THE WRETCHED BLEMISH
What’s the deal with the measles? (Offered in the tone and tempo of Jerry Seinfeld, of course.) Measles outbreaks are taking up a lot of time and space, even here in Canada, in the traditional and new press. Along with that, I keep reading that RFK Jr, the new head of America’s Health and Human Services, is promoting things backward and upside down as preventatives or cures and generally making everything worse, as he's always so determined to do.
So what do you suspect I will find if, as objectively as possible, I attempt to learn about the history of measles in America, the recent scenario and current outbreak, and go and look up what the HHS leadership has been offering the public during what some (medical professionals in the media and publishing on social media) claim could be the start of a major epidemic? Let’s find out? (LOOK OUT, HE’S DOING HIS OWN RESEARCH!)
HISTORY
When I go looking, I find that data on measles was first gathered in the US in 1912. That year it became a nationally notifiable disease and, thusly, any cases and deaths from the illness required formal reporting and recording. I learn that the case rate was up around 700 per 100,000 people (among a total US population of 100,000,000) and that fatalities from the disease in that year were approximately 6,000. And I learn that average annual cases through the 1910s and 1920s were in the same range, as were fatalities, likely somewhere between 5,000 and 7,000. I also learn that a licensed and publicly available vaccination against this illness wouldn’t arrive for another forty years, not until 1963.
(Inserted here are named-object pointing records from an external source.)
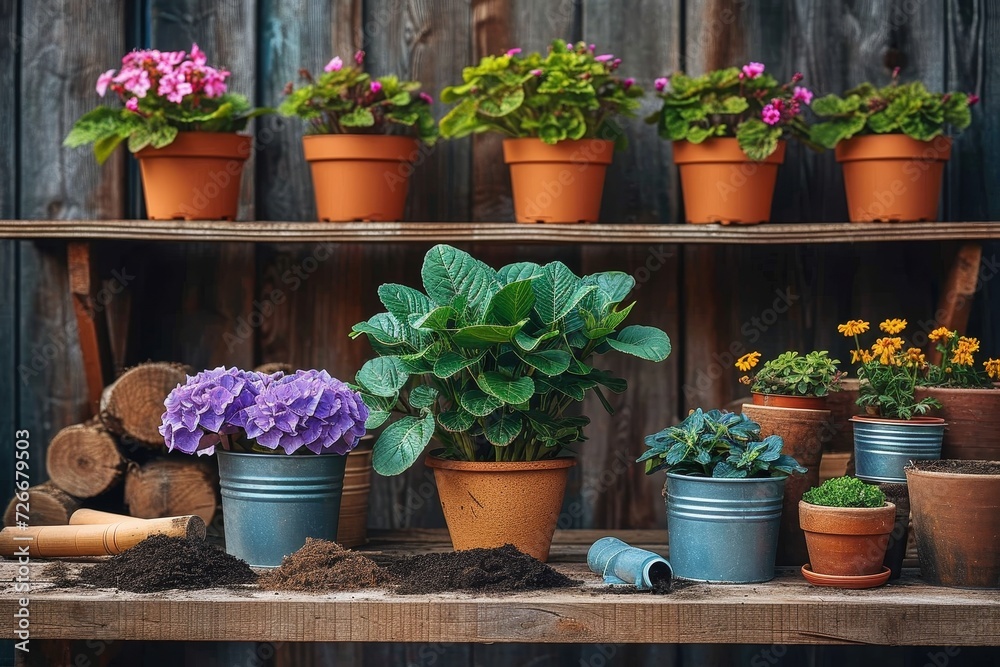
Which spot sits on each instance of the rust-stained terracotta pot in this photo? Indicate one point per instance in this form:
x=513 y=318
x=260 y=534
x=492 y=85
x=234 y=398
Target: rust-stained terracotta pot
x=846 y=541
x=891 y=177
x=803 y=432
x=196 y=177
x=721 y=184
x=560 y=183
x=491 y=504
x=360 y=176
x=973 y=416
x=956 y=519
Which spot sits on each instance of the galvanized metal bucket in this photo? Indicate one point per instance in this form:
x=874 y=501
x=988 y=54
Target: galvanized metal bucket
x=723 y=530
x=272 y=502
x=883 y=447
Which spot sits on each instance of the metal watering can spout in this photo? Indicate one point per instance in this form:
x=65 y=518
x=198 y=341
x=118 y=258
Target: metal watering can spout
x=620 y=563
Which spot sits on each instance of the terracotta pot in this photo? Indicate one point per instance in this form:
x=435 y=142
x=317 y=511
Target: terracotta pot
x=492 y=504
x=721 y=184
x=360 y=176
x=973 y=416
x=956 y=519
x=803 y=432
x=891 y=177
x=557 y=183
x=196 y=177
x=779 y=401
x=846 y=541
x=352 y=531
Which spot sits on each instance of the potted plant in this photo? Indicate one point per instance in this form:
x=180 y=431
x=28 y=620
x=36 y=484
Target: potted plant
x=270 y=502
x=892 y=146
x=183 y=127
x=894 y=429
x=847 y=525
x=488 y=363
x=724 y=488
x=956 y=522
x=789 y=399
x=970 y=402
x=362 y=135
x=557 y=113
x=728 y=129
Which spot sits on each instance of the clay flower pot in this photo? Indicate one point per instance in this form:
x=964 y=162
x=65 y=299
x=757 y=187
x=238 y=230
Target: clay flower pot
x=803 y=432
x=721 y=184
x=956 y=520
x=557 y=183
x=846 y=541
x=891 y=177
x=490 y=504
x=973 y=416
x=196 y=177
x=360 y=176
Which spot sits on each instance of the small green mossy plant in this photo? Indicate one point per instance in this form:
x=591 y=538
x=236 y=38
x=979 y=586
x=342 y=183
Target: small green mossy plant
x=845 y=492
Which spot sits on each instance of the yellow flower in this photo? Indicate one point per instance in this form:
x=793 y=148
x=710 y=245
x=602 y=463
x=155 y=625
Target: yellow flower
x=853 y=328
x=941 y=332
x=748 y=361
x=893 y=326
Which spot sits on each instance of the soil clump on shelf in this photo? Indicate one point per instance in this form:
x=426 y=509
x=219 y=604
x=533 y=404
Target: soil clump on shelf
x=498 y=570
x=324 y=566
x=161 y=563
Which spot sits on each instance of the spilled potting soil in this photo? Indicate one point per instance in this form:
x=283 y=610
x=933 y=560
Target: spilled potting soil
x=161 y=563
x=497 y=570
x=321 y=566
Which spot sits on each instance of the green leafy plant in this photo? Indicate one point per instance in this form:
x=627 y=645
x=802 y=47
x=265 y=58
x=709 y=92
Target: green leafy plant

So, I wonder, what did the death totals look like in the 1940s and ‘50s? Why that's interesting is that this period was still prior to a vaccine but the population was far larger and with far more folks living in close quarters in the city (with the country going from about 45% urban to nearly 70%, many major cities doubling or quadrupling in population, and with a booming infant cohort.) One might expect yearly measles cases way up and deaths to be approaching 10,000 at that time (and maybe this regular and significant loss of life is what spurred a more vigorous search for a vaccine…) That's what I assumed. Well, if like me you thought that you would be dead wrong. That was not the situation, not at all.
Though the data isn’t great, annual average fatalities from measles in the decades immediately prior to vaccine appear to have seen a dramatic decline. Deaths were down from several thousand annually in the first decades of the century to just a few hundred by mid-century.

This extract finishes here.